The rabbi smiled. ‘So young. Twenty ducats a month.’

Swan bowed and paid in advance.

Time in Venice flew by.

Swan went to the Jewish ghetto every day. After a week, the gatekeepers let him pass without comment. After two weeks, old women began to nod to him as he passed. Hebrew kept him busy inside his head, and Arabic threw him.

He spent long hours lying on his narrow bed in his inn, staring at the crazed cracks in the plaster of the ceiling and chanting verb endings to himself.

Every evening, he would meet Alessandro, and sometimes the other men, in his tavern’s main room. Alessandro was increasingly restless at the delay.

Early in the third week, Alessandro appeared at Swan’s door in the early afternoon. Swan was fully dressed, sitting at a table – a very small table – writing by the light of an open window.

Alessandro leaned over him and watched his pen move. ‘Arabic,’ he said.

Swan nodded.

‘You make a face like a fish when you concentrate,’ Alessandro said.

‘Uh?’ Swan said.

‘I need you for a duel,’ Alessandro said.

‘A duel?’ Swan asked.

‘One of my idiot cousins made a stupid remark in public and now I have to fight,’ said the Venetian.

Swan shrugged. ‘Do I have to fight?’

‘Possibly.’ Alessandro shrugged. ‘I’m sorry. And I meant to give you lessons, but my time is not my own.’

‘When?’ Swan asked, reviewing his list of nouns.

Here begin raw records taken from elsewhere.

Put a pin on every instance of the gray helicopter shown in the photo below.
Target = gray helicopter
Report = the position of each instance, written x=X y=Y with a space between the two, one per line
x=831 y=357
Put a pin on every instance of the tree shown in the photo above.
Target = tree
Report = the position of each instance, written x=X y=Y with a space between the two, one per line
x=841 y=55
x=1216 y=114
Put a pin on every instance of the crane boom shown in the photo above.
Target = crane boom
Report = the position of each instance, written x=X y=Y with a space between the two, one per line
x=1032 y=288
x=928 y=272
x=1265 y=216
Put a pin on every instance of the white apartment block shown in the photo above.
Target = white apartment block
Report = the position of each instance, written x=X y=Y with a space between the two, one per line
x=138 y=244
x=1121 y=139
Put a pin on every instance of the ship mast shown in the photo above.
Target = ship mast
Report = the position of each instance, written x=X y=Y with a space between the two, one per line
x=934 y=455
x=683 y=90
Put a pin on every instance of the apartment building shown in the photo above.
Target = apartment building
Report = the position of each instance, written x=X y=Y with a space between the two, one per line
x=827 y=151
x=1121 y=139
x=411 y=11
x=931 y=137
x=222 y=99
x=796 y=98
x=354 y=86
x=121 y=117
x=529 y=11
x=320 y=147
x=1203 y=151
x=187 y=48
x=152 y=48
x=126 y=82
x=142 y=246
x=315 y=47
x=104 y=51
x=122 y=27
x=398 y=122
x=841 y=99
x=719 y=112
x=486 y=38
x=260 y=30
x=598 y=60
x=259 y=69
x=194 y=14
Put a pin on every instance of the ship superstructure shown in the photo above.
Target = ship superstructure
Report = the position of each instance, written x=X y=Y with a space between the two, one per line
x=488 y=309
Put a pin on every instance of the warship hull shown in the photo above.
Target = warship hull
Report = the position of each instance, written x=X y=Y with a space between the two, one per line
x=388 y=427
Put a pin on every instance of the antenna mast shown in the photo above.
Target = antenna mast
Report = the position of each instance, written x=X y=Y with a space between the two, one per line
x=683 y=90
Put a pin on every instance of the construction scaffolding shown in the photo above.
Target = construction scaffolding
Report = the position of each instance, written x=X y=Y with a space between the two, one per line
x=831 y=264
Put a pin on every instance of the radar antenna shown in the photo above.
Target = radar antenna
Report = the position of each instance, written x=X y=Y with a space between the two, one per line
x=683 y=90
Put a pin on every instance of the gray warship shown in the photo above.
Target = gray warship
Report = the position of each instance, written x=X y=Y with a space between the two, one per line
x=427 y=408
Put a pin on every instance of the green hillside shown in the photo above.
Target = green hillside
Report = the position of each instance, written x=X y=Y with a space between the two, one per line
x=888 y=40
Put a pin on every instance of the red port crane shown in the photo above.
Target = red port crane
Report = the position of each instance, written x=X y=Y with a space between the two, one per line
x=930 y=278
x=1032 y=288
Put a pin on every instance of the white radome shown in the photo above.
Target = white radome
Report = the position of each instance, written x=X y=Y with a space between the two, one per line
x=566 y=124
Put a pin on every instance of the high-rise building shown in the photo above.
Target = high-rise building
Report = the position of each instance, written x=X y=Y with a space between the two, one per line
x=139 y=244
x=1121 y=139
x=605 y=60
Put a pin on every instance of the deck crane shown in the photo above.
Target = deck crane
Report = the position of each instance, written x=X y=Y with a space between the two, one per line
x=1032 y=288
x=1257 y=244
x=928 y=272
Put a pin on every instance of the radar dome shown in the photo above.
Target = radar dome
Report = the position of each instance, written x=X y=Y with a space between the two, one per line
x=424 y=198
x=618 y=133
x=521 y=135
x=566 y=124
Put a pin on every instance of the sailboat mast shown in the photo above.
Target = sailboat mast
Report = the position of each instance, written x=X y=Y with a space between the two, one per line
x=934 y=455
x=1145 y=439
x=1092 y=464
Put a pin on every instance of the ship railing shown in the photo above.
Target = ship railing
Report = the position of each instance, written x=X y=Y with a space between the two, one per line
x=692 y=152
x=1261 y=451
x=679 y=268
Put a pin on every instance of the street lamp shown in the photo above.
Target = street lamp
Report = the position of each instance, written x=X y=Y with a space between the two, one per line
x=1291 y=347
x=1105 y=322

‘Now?’ Alessandro said. The man was so seldom at a loss that Swan took a moment to recognise what was happening. ‘Are you in trouble, my friend?’

Alessandro blushed. ‘Yes. But think nothing of it.’

Swan had been working in his second-best shirt. He wiped his fingers idly on it and made a face when he saw how much ink he’d smeared. He found the inn’s towel and wiped his hands on that, instead, but the damage was done. He pulled on his dull black doublet, and laced it. The black doublet and hose were worn by virtually every young man in Venice, regardless of class. The slightly fashionable Florentine cut of Swan’s actually added to his anonymity.

‘Don’t wear your sword,’ Alessandro said. ‘You aren’t a citizen.’ He held his hands wide. ‘Carry it. With the belt wrapped around it.’

‘Do I get a buckler?’ Swan asked.

‘Of course!’ Alessandro said.

Swan perched a small hat with an enormous ostrich plume and a small jewel on his head. Foreigners were not allowed to wear jewels on clothes, but hats weren’t included in the sumptuary law. The jewel was glass.

Peter was sitting in the kitchen, drinking wine and helping prepare food. He was very popular in the inn.

‘I’m going to fight a duel,’ Swan called.

Peter waved. ‘If you kill the fellow, take his money. Do you need me?’ he asked.

Swan looked at Alessandro, who gave a minute shake of his head. ‘Three in a boat,’ he said with a shrug.

They walked down to the Grand Canal, caught a boat on the steps by St Mark’s, and were rowed across the lagoon, past Murano, to a small island with a monastery.

As they approached, Alessandro began to fidget.

‘Care to tell me what happened?’ Swan asked.